The municipality justified the policy on health and safety grounds with compliance with the province’s Occupational Safety and Health Act, which requires employers to provide a safe workplace.

“Full vaccination has been shown to be effective in reducing transmission of COVID-19 and protecting vaccinated individuals from serious outcomes from COVID-19 and related variants,” the community said in a written statement this week.

According to the municipality, 100 percent of the employees complied with the guideline.

THE IMPLICATIONS

Because those who are unvaccinated are unable to attend in-person meetings, any council member, including the mayor, can attend council and committee meetings via video conference if necessary.

The municipality said it is providing housing for the mayor to ensure he can carry out his duties.

“Along with many lodgings, this includes provisions for him to come into the office when no staff are present, sign bylaws, etc.,” the municipality’s statement said.

In a speech ahead of the 13 For 13 event, which was posted to Twitter, Bylsma said he signed the bylaws on the hood of his car. When asked to elaborate on his comments from Niagara This Week, he declined to comment.

HOW WOULD IT BE CANCELED?

The policy is administrative, not political, so councilors cannot cancel the policy.

Instead, all changes would come from the EOC and CRT.

The municipality said that if and when it decides to rescind the policy, it will do so after a thorough process.

“It is not usual for the community to change its policy at short notice without full consideration, and certainly not in response to a threat or an ultimatum,” the statement said.

RESPONSE OF THE RATER

Councilor Shelley Bradaric said she has challenged the vaccination mandate through emails with the community’s chief administrative officer and in discussions at the council.

However, she added that she understands she does not have all the information or expertise and acknowledged that the EOC is working with Niagara Public Health to guide the decisions.

Councilor William Reilly looks forward to a point at which the policy may be amended or repealed.

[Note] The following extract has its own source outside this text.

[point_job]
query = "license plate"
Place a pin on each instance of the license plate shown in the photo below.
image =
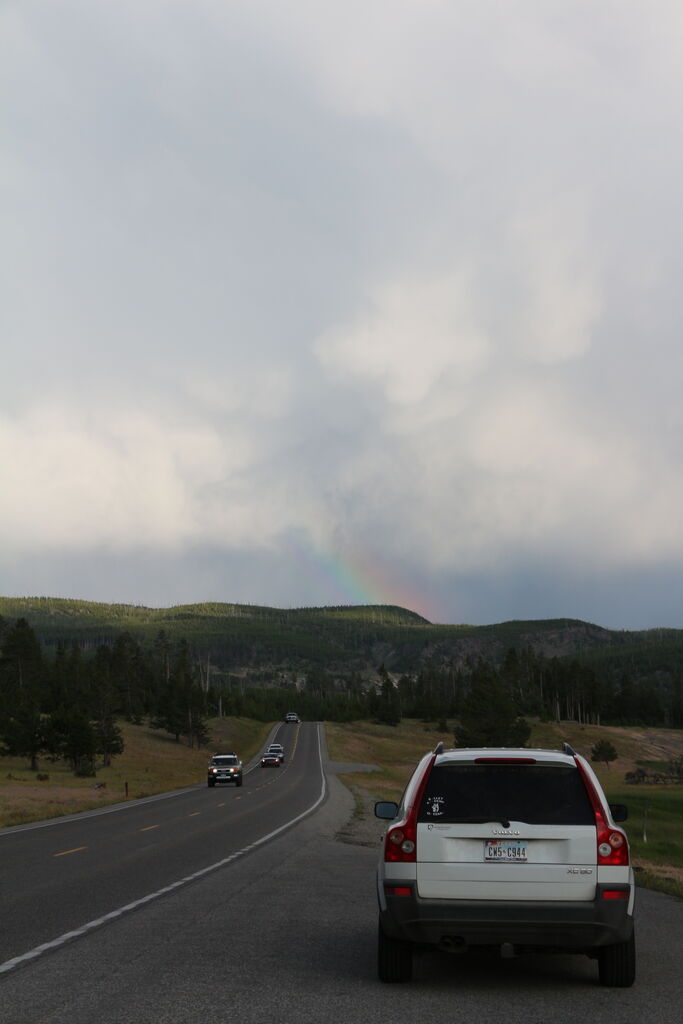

“Just like everyone else, I’m sick of all the division and hate this pandemic has caused,” he said. “I’m eagerly waiting for the good old days to return, and hopefully sooner rather than later.”

Councilor Jason Trombetta said if the policy were to be reversed he would support it.

Before that happens, however, Councilwoman Cheryl Ganann said it must be complied with. Ganann is running against Bylsma for mayor in October’s local elections.

“I, too, look forward to the day when these policies are no longer necessary, but I believe that as duly elected members of West Lincoln Council, we do not have a choice about what policies we want to pursue,” she said.

Councilors Mike Rehner and Harold Jonker did not respond to a request for comment.